For he hath regarded the lowliness of his handmaiden"
(The Magnificat,  from The Book of Common Prayer)

Last Thursday was the Feast of The Visitation, when young Mary carrying Christ in her womb went to visit her cousin Elizabeth, who was known to be far beyond child-bearing years. The older woman was aware that she was already carrying her own blessed baby; a son who be known as John the Baptist and would prepare the way of the scriptures for Mary's son. When we were at school, we learned from Luke's gospel that Elizabeth greeted her cousin;"Blessed art thou among women, and blessed is the fruit of thy womb"; Mary responded with the beautiful prayer of the Magnificat.

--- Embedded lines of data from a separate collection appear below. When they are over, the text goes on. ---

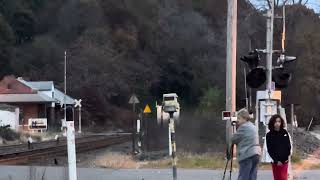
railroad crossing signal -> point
(257, 74)
(78, 103)
(134, 99)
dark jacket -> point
(279, 145)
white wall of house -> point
(10, 118)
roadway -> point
(60, 173)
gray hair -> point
(244, 113)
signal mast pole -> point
(231, 64)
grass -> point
(8, 134)
(214, 161)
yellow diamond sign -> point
(147, 109)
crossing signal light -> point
(252, 59)
(257, 75)
(281, 78)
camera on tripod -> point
(230, 116)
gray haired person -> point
(248, 148)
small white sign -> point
(78, 103)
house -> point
(36, 100)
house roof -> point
(38, 85)
(170, 95)
(59, 96)
(6, 107)
(25, 98)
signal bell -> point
(256, 77)
(281, 78)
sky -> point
(314, 4)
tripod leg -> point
(231, 162)
(225, 169)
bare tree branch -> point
(269, 3)
(306, 2)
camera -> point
(230, 116)
(169, 108)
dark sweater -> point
(279, 145)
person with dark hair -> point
(279, 147)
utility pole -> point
(270, 22)
(70, 131)
(231, 63)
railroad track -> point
(52, 148)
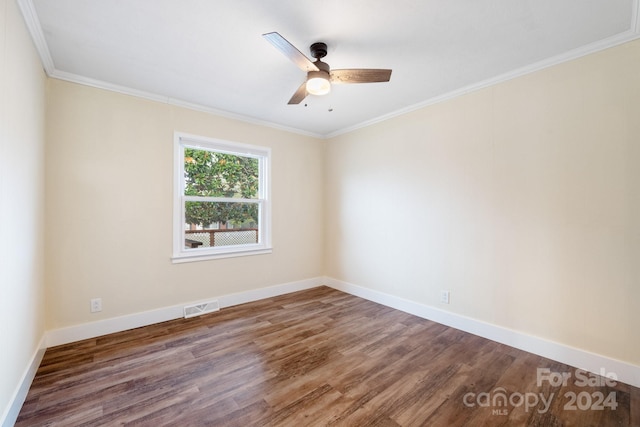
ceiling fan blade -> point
(300, 94)
(290, 51)
(366, 75)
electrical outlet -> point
(96, 305)
(444, 297)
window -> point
(221, 203)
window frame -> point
(263, 154)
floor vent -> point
(201, 308)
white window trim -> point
(180, 254)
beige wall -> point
(22, 119)
(522, 199)
(109, 207)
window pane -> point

I've been laid low with a chest infection for a couple of weeks now, but I wanted to share, somewhat belatedly, a lovely latter-day sonnet about this meeting between the women, written by the poet, musician and Anglican priest Malcolm Guite. Simply called  "The Visitation", I think it captures the wonder and devoted acceptance of both women and something of their intuitive love and strength. Mary would have been a virgin of about fourteen or fifteen; today, a gymslip mum. There are so many depictions in Marian art highlighting her ethereal beauty and grace, but I always feel those that show her guilelessness and girlishness are incredibly moving. Beyond the sheer enormity of becoming the vessel of God, she would face the gossip and disbelief of friends and strangers alike and would need to trust herself to the care of her betrothed Joseph: he in turn would need all his devotion to defend her honour and faithfulness. Today, Joseph would be pitied on the odious Jeremy Kyle Show. And it's often forgotten that Mary was a child herself, committed to giving birth in disadvantaged circumstances, at a time when death in labour was not exceptional.
Mary, Elizabeth and Joseph are part of a story of feminine strength and wisdom, the eternal parental bond and of unerring faithful love in all it's forms which still resonates. 

(Malcolm Guite)
Here is a meeting made of hidden joys
Of lightenings cloistered in a narrow place
From quiet hearts the sudden flame of praise
And in the womb the quickening kick of grace.
Two women on the very edge of things
Unnoticed and unknown to men of power
But in their flesh the hidden Spirit sings
And in their lives the buds of blessing flower.
And Mary stands with all we call ‘too young’,
Elizabeth with all called ‘past their prime’
They sing today for all the great unsung
Women who turned eternity to time
Favoured of heaven, outcast on the earth
Prophets who bring the best in us to birth.